Pranith - I read your notes, I saw the dropped frames in the logs. These two machines are running as VM's on the same KVM host. There is NO way there are network issues. The VM host has 0 load and is the fastest machine in the building. This patch may fix the problem but I think you are wrong as to root cause. Thanks, Craig
(In reply to comment #1) > Pranith - > I read your notes, I saw the dropped frames in the logs. These two machines > are running as VM's on the same KVM host.

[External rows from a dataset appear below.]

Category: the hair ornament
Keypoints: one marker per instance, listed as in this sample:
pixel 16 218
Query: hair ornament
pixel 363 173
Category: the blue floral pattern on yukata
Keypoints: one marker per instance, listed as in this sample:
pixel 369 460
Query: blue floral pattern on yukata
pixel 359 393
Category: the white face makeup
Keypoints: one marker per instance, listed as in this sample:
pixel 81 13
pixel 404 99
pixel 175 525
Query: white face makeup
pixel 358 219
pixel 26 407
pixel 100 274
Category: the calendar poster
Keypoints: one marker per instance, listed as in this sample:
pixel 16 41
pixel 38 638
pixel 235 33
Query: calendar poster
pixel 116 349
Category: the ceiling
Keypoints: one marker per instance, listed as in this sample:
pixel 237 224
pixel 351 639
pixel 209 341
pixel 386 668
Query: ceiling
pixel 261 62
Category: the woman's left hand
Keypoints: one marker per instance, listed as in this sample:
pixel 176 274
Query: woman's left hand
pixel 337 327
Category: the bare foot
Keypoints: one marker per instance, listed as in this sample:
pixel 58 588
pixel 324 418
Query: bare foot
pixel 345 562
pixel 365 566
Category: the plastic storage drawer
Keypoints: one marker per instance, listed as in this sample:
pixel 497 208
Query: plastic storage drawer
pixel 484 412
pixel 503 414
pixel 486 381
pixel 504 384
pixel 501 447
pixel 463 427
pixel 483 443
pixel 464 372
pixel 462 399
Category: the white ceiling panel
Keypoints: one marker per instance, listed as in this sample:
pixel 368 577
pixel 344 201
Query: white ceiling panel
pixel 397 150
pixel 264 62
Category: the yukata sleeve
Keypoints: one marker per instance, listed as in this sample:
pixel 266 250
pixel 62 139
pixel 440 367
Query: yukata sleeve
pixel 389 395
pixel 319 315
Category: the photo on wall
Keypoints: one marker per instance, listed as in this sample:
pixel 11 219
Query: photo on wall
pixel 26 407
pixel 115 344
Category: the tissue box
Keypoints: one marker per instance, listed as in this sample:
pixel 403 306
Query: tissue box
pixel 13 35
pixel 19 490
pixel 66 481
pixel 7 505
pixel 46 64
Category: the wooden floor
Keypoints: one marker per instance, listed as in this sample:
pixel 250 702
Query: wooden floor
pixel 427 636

There is NO way there are network > issues. The VM host has 0 load and is the fastest machine in the building. This > patch may fix the problem but I think you are wrong as to root cause. > > Thanks, > > Craig Craig, The logs on the box 240, had a lot of error logs about resolving the the ip-address of its peers. There were errors about get_addrinfo () failures. We tried pinging one machine from the other, that gave problems too. So we came to the conclusion based on the frames lost logs that this is the reason. Let me also talk to some of the folks who implemented the communication interface and get back to you as to why else this may happen. Thanks Pranith.
There are two friends in the cluster. When a detach is initiated from one machine, if the other machine gets the request but its response is lost because of network issues, the second peer detach to the same machine will cause the following crash on the machine that is being detached. [2010-10-05 22:05:20.202143] I [glusterd-sm.c:707:glusterd_friend_sm_inject_event] glusterd: Enqueuing event: 9 pending frames: patchset: v3.1.0qa7-513-gca86151 signal received: 6 time of crash: 2010-10-05 22:05:20 configuration details: argp 1 backtrace 1 dlfcn 1 fdatasync 1 libpthread 1 llistxattr 1 setfsid 1 spinlock 1 epoll.h 1 xattr.h 1 st_atim.tv_nsec 1 package-string: glusterfs 3.1.0qa40 /lib64/libc.so.6[0x3e14a302d0] /lib64/libc.so.6(gsignal+0x35)[0x3e14a30265] /lib64/libc.so.6(abort+0x110)[0x3e14a31d10] /lib64/libc.so.6(__assert_fail+0xf6)[0x3e14a296e6] /usr/lib64/glusterfs/3.1.0qa40/xlator/mgmt/glusterd.so(glusterd_friend_sm+0xaa)[0x2aaaaaad51f7] /usr/lib64/glusterfs/3.1.0qa40/xlator/mgmt/glusterd.so(glusterd_handle_rpc_msg+0x362)[0x2aaaaaaee227] /usr/lib64/libgfrpc.so.0(rpcsvc_handle_rpc_call+0x314)[0x2adefc83d9d9] /usr/lib64/libgfrpc.so.0(rpcsvc_notify+0x184)[0x2adefc83dd5e] /usr/lib64/libgfrpc.so.0(rpc_transport_notify+0xeb)[0x2adefc843bc5] /usr/lib64/glusterfs/3.1.0qa40/rpc-transport/socket.so(socket_event_poll_in+0x4b)[0x2aaaaada13ff] /usr/lib64/glusterfs/3.1.0qa40/rpc-transport/socket.so(socket_event_handler+0xfc)[0x2aaaaada1770] /usr/lib64/libglusterfs.so.0[0x2adefc600ae4] /usr/lib64/libglusterfs.so.0[0x2adefc600cd3] /usr/lib64/libglusterfs.so.0(event_dispatch+0x81)[0x2adefc60102f] /usr/sbin/glusterd(main+0xec)[0x405e19] /lib64/libc.so.6(__libc_start_main+0xf4)[0x3e14a1d994] /usr/sbin/glusterd[0x402d39]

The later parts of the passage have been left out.